Prosecutors have said that Ayinde dominated his children as a god-like prophet who wanted to create a race that carried his pure bloodline. Over the years, he molested five of his seven daughters and fathered six children, the family and their attorney said.

By about 2001, the family had mostly split up, Ayinde “bouncing around,” but still in reach of his family, the daughter said. In 2003, he tried to rape her for the last time.

“That was it. … I just felt stronger,” she said.

Yet, it wasn’t until she and her sisters learned that Ayinde had fathered more children with other women that they decided to go to the authorities in 2006.

“We found out we had other siblings, young siblings, and we had to put him to a stop,” the daughter said after the sentencing hearing. “Even though we were healing, they could still fall victim.”

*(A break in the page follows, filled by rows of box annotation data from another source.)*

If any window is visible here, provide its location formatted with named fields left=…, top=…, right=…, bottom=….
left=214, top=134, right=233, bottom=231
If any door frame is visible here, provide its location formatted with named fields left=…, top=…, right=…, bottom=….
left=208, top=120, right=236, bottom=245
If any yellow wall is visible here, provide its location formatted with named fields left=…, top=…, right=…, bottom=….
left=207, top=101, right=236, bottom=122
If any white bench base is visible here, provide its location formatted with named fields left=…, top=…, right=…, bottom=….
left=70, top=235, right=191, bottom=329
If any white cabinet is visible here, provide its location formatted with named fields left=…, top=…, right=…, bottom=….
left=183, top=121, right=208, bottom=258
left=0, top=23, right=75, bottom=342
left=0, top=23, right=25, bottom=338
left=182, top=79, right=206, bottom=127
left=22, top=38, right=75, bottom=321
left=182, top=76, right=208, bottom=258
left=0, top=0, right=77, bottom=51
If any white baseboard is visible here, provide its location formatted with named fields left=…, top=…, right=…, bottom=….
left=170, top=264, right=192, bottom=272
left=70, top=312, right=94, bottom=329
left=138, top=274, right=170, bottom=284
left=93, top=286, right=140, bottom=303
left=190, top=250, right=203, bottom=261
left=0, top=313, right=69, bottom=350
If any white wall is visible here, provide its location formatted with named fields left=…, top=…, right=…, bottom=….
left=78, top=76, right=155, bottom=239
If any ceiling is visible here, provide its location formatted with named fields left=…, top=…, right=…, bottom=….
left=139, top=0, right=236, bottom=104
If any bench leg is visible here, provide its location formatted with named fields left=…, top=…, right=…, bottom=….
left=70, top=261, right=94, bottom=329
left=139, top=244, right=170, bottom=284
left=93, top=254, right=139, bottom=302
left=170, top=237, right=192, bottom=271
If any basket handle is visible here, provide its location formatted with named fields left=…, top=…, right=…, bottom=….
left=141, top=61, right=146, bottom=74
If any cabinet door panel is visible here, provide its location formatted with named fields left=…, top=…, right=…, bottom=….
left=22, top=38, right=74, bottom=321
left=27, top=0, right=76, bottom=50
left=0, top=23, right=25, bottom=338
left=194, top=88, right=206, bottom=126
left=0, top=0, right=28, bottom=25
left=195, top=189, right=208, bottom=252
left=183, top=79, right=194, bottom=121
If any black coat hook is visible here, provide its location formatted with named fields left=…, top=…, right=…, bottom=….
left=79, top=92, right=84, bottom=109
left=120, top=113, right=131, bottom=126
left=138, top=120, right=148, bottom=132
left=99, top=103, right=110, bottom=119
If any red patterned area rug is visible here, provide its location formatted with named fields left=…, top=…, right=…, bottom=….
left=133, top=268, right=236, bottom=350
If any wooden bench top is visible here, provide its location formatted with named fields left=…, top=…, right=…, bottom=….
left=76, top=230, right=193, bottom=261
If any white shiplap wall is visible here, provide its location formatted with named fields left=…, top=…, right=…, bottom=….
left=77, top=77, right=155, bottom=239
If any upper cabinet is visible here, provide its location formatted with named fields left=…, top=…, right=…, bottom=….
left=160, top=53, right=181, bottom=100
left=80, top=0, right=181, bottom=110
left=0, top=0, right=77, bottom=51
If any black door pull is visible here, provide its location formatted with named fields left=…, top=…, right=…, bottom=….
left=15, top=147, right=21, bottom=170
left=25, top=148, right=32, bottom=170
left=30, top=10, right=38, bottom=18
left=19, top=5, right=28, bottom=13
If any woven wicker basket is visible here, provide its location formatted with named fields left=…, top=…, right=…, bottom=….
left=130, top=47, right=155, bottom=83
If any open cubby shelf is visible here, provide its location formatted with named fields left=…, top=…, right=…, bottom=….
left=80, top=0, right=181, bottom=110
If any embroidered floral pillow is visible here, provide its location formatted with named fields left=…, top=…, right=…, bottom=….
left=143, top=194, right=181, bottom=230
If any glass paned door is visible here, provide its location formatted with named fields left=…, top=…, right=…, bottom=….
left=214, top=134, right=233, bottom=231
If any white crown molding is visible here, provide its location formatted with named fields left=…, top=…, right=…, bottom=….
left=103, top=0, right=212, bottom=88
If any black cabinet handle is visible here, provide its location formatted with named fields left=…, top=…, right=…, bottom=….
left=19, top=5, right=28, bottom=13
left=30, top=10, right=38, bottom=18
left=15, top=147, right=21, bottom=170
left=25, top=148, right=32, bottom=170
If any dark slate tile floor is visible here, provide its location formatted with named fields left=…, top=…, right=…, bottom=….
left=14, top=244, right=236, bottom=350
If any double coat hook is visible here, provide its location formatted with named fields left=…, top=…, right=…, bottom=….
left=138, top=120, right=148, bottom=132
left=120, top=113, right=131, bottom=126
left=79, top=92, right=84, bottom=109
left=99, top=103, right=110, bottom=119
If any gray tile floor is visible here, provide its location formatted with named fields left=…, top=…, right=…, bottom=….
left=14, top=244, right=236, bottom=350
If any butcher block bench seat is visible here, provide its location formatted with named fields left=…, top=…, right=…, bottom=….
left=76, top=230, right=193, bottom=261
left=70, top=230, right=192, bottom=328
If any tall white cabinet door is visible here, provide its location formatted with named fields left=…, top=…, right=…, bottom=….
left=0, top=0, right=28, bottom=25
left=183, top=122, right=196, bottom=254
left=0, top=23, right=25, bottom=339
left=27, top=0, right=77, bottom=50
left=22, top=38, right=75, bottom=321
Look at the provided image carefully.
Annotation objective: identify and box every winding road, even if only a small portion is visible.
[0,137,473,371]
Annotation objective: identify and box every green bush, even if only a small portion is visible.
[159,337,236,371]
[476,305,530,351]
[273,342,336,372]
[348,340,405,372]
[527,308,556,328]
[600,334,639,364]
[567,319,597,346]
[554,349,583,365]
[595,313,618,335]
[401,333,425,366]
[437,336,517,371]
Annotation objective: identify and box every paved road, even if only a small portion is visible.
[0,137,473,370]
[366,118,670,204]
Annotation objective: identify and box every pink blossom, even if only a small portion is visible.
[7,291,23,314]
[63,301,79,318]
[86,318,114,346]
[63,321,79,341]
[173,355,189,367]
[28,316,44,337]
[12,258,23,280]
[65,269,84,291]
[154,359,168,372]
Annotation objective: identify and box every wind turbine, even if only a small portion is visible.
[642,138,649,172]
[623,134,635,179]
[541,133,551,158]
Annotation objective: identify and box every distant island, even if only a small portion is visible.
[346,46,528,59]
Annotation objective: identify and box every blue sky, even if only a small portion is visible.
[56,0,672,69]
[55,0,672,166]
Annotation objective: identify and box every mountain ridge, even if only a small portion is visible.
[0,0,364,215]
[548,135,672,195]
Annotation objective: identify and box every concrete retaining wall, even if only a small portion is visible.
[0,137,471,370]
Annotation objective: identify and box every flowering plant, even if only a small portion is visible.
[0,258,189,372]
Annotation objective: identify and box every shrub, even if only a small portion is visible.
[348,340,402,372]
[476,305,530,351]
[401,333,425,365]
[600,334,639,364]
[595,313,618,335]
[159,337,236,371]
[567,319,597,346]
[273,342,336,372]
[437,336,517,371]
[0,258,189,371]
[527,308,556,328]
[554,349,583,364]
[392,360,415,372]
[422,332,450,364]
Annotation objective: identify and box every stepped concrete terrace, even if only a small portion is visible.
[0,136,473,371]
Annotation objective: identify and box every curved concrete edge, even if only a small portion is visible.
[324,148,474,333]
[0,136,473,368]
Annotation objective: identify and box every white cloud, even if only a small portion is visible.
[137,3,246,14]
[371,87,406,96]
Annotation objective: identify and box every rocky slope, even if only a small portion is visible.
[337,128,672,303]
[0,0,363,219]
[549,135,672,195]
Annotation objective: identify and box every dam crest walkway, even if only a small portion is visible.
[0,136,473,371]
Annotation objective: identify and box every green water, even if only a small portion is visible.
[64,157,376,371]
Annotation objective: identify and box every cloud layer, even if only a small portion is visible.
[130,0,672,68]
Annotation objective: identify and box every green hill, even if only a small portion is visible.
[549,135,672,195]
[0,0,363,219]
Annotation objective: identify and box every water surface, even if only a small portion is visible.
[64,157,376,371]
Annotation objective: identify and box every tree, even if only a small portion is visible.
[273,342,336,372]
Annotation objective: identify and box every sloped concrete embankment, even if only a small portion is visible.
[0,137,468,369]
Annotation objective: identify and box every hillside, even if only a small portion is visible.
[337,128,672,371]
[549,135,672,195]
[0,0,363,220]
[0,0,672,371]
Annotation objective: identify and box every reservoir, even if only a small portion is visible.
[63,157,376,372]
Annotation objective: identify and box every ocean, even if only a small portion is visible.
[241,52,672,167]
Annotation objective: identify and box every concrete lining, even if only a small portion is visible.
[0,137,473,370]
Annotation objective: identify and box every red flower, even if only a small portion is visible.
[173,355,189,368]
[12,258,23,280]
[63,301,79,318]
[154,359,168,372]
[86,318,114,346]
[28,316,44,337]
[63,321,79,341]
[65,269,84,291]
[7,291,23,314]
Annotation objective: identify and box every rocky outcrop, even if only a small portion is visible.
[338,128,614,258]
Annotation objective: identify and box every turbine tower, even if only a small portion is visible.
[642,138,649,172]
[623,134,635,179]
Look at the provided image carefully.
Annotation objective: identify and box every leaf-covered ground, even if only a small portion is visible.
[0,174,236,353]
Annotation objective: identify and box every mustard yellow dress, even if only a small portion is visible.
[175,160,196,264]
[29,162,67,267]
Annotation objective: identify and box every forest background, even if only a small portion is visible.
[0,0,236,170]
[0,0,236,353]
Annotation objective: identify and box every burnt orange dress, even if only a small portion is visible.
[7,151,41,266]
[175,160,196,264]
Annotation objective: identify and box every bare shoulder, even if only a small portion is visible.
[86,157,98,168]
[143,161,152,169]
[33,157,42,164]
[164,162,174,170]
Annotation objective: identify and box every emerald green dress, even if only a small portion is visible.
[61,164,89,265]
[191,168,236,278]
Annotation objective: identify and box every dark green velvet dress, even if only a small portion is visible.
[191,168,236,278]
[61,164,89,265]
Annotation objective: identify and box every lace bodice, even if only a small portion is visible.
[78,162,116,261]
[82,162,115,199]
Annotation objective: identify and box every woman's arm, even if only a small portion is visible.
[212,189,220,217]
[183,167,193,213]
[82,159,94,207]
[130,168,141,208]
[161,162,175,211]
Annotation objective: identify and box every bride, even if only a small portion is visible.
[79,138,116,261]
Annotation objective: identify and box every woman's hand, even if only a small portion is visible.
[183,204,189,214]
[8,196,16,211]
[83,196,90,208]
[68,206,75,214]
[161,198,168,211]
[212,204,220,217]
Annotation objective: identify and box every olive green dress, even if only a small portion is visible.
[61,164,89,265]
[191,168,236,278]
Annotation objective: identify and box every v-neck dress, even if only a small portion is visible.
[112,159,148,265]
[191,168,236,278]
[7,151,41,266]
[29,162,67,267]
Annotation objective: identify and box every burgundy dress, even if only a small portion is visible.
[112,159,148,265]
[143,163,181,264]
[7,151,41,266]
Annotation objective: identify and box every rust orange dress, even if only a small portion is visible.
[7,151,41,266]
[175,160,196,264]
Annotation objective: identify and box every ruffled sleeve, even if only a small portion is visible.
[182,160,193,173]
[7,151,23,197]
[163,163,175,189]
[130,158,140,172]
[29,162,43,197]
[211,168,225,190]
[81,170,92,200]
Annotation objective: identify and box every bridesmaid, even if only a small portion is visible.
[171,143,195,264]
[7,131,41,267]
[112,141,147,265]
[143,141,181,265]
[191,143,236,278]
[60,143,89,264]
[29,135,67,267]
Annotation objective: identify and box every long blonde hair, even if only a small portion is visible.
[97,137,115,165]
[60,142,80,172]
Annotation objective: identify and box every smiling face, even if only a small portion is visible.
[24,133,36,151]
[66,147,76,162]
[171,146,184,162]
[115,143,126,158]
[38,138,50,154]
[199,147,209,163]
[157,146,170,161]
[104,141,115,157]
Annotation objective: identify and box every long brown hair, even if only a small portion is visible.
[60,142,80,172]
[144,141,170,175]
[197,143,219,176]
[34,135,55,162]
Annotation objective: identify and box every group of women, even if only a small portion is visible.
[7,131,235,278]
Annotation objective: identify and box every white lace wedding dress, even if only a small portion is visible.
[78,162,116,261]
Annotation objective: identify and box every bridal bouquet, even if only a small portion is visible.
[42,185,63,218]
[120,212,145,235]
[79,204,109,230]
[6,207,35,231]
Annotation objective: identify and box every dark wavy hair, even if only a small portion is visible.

These days, the sisters stay in close touch. The daughter who spoke Friday is studying communications at Essex County College — “straight A’s last semester,” she said — and has just finished a memoir. As for her four children, two have genetic illnesses that doctors told her likely were due in part to the incest. A 9-year-old daughter died in 2010 of spinal muscular atrophy.

In sentencing Ayinde, Reddin could not hide his disgust for what he had done.

“By 13, most fathers are taking their daughters to the park … teaching them to ride a bike,” he said. “You took her in the bedroom and repeatedly raped her to complete your disgusting, revolting fantasies.”